Integrated Regional Information Networks - September 16, 2003


JOHANNESBURG, 16 September (IRIN) - People living with HIV/AIDS in Uganda are yet to benefit from drug manufacturer GlaxoSmithKline's recent announcement of price cuts of up to 40 percent for anti-AIDS drugs in the developing world.

Despite the pharmaceutical company's pledge, the Ugandan government has been unable to obtain key antiretrovirals at the reduced price.

The government has been told by GlaxoSmithKline (GSK) officials that it must first purchase the existing stock of the company's ARVs in Uganda "at the previous - and higher - prices, before being able to take advantage of [GlaxoSmithKline's] new ... pricing for developing world countries," said a statement by the AIDS Healthcare Foundation, an NGO running free AIDS treatment clinics in Uganda and South Africa.

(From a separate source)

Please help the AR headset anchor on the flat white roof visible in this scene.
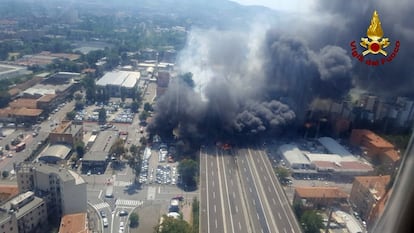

"GSK is reneging on its commitment to lower AIDS drug prices in Africa, and many people with AIDS - who can't get these life-saving drugs because of GSK's pricing policies - will die," Michael Weinstein, president of AIDS Healthcare Foundation, warned in the statement.

Long under fire by AIDS advocates over its drug pricing and policies, GSK announced in April 2003 that it had cut the price of its leading Combivir treatment by 47 percent, to under US $1 a day in poor countries. Combivir, one of GSK's best-selling antiretroviral drugs, is a combination of two ARVs in one tablet.

The move was seen as a sign that the international pharmaceutical industry was bowing to pressure to improve access to treatment in Africa and other parts of the developing world, where HIV/AIDS has hit hardest.

"We are asking GSK to cut through the bureaucracy and make these drugs truly available and affordable in Africa and the developing world," Weinstein added.

A partnership between the ministry of health and the AIDS Healthcare Foundation is to kick-start an initiative that will offer ARVs to as many as 10,000 more Ugandans living with HIV/AIDS.

The announcement of the government's commitment to increasing treatment access came at the conclusion of a recent conference on scaling up treatment in the developing world, hosted by the AIDS Healthcare Foundation.

Uganda has an estimated 1.5 million people living with HIV/AIDS, of which 105,000 will need treatment in the next three to four years, according to figures from the Kampala-based Health Rights Action Group (HAG).

According to government figures released in February this year, up to 10,000 HIV-positive Ugandans are currently on treatment. Widely regarded as having successfully lowered the rates of HIV/AIDS infections, the country is now the leading user of ARV drugs on the continent.